I am currently looking for a way to wrap an inline Decoration in a custom DOM element. I saw that there is a way to define the DOM element type of the wrapper via the nodeName attribute, but I need to create the DOM element myself.

My use case is to add a tooltip to the decorated text. This tooltip needs a custom click handler and will potentially be rendered using ReactDOM. The tooltip DOM element would wrap the decorated text and handle the show/hide logic when hovering over it. What would be the best way to achieve this? If this isn’t currently supported, I think that being able to specify a dom attribute as an alternative to the nodeName attribute would be nice.

That’s not supported, since the editor may need to create multiple such elements.

But you could add a handler to the whole editor and inspect the event’s target node to see whether it applies to your decoration node.

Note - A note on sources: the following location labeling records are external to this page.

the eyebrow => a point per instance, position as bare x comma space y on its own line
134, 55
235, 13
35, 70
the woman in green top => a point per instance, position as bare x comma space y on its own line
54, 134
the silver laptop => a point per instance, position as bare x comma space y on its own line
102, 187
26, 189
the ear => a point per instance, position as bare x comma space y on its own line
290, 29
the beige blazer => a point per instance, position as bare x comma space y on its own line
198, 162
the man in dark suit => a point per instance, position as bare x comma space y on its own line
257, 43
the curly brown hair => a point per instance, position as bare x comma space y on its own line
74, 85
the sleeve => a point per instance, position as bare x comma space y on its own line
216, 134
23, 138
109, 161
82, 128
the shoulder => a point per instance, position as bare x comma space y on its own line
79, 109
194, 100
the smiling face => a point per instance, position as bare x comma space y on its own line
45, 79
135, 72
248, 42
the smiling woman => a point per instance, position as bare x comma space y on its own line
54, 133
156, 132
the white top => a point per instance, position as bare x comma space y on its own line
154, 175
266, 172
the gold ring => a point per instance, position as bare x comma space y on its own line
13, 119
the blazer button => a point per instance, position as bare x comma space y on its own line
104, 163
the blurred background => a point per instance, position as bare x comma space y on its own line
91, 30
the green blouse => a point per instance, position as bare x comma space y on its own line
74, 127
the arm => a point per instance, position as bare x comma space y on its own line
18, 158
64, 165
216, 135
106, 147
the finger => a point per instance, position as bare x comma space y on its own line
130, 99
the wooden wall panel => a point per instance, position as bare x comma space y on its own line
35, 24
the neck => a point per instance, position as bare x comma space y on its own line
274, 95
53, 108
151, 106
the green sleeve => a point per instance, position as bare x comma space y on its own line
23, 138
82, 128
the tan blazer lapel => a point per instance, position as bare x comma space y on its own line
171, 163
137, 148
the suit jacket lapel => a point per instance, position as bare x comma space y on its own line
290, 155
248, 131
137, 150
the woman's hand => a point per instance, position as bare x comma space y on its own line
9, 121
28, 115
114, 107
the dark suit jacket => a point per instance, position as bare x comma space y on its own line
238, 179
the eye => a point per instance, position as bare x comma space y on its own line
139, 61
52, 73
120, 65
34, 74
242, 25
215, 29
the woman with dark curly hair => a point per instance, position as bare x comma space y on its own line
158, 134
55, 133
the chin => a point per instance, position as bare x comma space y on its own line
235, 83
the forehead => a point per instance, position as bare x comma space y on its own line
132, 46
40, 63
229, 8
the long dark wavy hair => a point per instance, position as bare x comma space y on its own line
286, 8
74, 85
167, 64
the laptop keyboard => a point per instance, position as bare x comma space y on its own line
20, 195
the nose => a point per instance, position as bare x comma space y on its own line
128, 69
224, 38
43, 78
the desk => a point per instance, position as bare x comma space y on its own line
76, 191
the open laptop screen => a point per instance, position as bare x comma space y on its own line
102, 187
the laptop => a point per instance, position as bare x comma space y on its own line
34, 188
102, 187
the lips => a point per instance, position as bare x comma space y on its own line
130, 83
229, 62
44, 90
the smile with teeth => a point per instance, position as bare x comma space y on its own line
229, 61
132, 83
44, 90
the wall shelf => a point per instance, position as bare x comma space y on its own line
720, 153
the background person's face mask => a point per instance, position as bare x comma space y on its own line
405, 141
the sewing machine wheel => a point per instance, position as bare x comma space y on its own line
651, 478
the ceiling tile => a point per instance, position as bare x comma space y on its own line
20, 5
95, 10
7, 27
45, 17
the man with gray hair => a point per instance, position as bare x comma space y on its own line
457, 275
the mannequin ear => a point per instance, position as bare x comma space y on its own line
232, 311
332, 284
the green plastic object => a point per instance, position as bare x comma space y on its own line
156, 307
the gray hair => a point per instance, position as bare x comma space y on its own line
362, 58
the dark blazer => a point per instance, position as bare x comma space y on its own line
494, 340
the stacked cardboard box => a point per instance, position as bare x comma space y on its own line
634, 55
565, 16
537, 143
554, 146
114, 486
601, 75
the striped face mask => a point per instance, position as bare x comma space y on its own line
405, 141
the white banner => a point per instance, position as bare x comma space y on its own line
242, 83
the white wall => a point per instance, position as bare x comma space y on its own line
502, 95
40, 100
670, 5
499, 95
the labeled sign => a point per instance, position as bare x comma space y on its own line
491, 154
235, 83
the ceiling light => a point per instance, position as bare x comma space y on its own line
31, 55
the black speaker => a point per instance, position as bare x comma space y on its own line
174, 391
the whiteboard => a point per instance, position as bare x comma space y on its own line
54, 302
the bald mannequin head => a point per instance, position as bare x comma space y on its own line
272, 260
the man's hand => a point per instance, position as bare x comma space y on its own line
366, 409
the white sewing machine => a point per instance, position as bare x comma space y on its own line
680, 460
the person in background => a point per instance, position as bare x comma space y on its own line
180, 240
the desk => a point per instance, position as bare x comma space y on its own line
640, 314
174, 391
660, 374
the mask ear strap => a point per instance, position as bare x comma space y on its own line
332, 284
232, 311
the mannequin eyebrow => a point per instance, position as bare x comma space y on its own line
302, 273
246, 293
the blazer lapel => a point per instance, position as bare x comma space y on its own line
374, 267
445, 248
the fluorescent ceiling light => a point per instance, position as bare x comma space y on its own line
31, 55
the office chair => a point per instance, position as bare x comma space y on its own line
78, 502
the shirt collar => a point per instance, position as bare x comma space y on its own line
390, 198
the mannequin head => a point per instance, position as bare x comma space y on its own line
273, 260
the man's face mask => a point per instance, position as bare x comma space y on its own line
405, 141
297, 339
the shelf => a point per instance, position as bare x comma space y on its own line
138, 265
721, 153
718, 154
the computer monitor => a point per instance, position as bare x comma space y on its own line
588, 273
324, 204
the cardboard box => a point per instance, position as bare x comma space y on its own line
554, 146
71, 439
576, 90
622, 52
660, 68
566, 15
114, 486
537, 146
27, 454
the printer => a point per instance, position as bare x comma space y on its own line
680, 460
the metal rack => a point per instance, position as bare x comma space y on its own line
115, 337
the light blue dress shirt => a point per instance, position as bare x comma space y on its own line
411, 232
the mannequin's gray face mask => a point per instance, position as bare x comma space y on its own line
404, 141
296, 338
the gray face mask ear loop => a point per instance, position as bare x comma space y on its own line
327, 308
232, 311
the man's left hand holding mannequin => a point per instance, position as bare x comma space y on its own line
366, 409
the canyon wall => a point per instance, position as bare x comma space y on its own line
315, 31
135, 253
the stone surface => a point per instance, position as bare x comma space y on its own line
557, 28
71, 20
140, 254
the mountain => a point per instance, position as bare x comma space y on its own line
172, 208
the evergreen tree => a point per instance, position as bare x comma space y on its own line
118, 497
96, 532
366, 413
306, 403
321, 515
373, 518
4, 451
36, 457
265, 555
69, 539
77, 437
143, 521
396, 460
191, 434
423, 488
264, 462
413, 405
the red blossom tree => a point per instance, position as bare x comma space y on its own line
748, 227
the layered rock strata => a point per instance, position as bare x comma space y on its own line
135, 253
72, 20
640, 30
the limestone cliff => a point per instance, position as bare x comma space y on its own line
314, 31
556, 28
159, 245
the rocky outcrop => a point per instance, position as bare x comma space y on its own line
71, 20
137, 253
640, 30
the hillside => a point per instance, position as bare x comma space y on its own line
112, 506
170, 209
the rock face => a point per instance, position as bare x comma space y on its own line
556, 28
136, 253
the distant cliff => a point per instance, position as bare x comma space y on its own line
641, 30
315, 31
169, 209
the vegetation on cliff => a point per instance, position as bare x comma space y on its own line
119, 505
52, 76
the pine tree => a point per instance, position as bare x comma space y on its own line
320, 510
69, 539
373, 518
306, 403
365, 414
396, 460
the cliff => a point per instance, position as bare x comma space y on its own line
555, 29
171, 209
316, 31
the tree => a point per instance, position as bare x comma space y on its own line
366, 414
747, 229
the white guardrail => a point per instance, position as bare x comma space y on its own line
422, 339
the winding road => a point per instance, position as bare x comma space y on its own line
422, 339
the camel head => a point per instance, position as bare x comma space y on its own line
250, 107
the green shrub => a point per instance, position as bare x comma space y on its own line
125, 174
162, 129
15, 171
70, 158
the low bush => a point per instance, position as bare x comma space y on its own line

I suppose this happens in the case of overlapping decorations? I didn’t think of that as my use case does not allow overlapping decorations. What if the dom attribute was a method which returns a DOM node for the decoration to use. That way it could be created multiple times. Or are there other reasons why this would not be possible? Supporting custom DOM nodes would also make it necessary to expose a destroy method like node views do.

I think I could make it work using this approach, but unfortunately I won’t be able to reuse the tooltip component that I already have, so I’ll have to reimplement most of the tooltip logic, which isn’t ideal.

I’m not sure how many use cases would benefit from custom DOM nodes in decorations, so it might be better to keep it simple if it adds too much complexity in the implementation or API.

Rather, when the decoration covers multiple inline nodes or inline content spread across multiple textblocks.

Sorry, no, the code as it is can be cleanly incremental (it does the minimum amount of DOM updating needed) because it knows everything about the nodes it is creating, and I’m keeping it that way.

Thanks for clearing that up! I can understand the decision not to support this use case.